I watched 5 hours of a documentary series about the trial of a nazi before bed hoping it would suppress the nature of my own dreams.
It did. The horrors of the holocaust played through my head instead.
I don’t have nightmares unless they contain actual memories. But I slept alone, without my partner to pull tight, so I didn’t want flashbacks.
That isn’t to say others wouldn’t consider the non-flashback dreams nightmares. Just that reality is worse. Just that clips of genocide horrible as it was are 80 years old and no one I know. There is no personal betrayal. There is no waking up and knowing that what happened is real.
But also, a lot of the “worst” happened. I can’t explain to you what being in complete withdrawal from 12 years of psychiatric medication for 5 months does to your body and mind. How I held on enough to fully grasp the horror of it, but not know how to fix it. The complete and utter abandonment and torture at times by my family. I had compartmentalized a lot of abuse and that too unraveled. It was burning pain in my body and terror and tears and 5+ days before i could sleep sometimes and the same went with eating. It was pure, utter, pain, and torture, and so damn lonely. And thank god for my partner and his family. Thank god for them.
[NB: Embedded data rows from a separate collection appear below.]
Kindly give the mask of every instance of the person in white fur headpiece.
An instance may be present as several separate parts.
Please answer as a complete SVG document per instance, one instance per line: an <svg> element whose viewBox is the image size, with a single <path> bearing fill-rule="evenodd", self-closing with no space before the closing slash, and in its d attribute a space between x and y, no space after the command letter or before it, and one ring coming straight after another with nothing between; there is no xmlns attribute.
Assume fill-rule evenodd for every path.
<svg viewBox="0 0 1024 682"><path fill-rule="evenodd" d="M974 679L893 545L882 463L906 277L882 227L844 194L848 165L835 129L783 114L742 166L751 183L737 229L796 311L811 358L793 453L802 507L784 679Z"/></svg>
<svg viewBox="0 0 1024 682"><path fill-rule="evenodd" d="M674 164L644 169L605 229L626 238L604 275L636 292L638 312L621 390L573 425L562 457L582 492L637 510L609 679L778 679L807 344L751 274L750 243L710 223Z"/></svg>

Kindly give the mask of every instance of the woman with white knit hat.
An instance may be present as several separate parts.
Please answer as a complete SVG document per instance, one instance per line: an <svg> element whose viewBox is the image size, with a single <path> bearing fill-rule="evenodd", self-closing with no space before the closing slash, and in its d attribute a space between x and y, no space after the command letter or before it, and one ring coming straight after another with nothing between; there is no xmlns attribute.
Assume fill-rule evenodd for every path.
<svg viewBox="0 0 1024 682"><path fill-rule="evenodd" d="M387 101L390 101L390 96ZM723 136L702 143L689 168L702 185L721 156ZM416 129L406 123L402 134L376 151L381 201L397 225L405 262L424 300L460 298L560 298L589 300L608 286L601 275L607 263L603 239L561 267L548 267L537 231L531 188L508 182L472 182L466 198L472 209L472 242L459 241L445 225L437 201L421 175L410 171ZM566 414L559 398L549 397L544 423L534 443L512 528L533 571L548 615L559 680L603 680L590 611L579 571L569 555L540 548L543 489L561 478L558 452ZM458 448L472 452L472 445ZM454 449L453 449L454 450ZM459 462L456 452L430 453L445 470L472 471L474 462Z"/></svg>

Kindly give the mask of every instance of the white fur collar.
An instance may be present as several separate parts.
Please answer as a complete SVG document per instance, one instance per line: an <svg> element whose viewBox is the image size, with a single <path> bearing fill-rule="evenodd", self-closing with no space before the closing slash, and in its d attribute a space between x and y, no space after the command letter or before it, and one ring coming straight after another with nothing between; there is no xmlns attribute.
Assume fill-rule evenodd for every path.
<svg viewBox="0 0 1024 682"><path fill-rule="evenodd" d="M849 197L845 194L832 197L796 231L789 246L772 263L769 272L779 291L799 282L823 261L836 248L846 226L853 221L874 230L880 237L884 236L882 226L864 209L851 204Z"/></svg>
I am angry about many things. But for 12 years on antipsychotics I did not dream.
I dream now.
And I dream of a future where 5 year olds can’t be put on risperdal for “behavior” issues at all because it is off the market. But especially not without cps investigating their parents.
That is the future I dream of.
But one thing also – in that documentary – about John Demjanjuk – tried as a Nazi, for war crimes, never convicted, what struck me most was how his family stood behind him the whole way. How they insisted on his innocence. How they drained their savings and fundraised like mad. How much they loved their father. A man accused, and what seems likely of committing, horrible crimes.
And how that sits against my father driving me back to the train station in his classic Rolls Royce, thanksgiving weekend, after I had prepared and delivered dinner to him, which I had carried on the train. I had lost my SSDI case a few months prior. I had tried working and wasn’t able. I was averaging several doctor’s appointments a week, and in pain. He had been helping financially for a few months. And on that train platform he told me he couldn’t anymore. Not that he was reducing it, or would find some other solution, he just didn’t feel like it anymore I suppose. I’m still 35 and SSDI is a damn hard case to win at this age for anything. And I….don’t know what to do. He still has the Rolls though.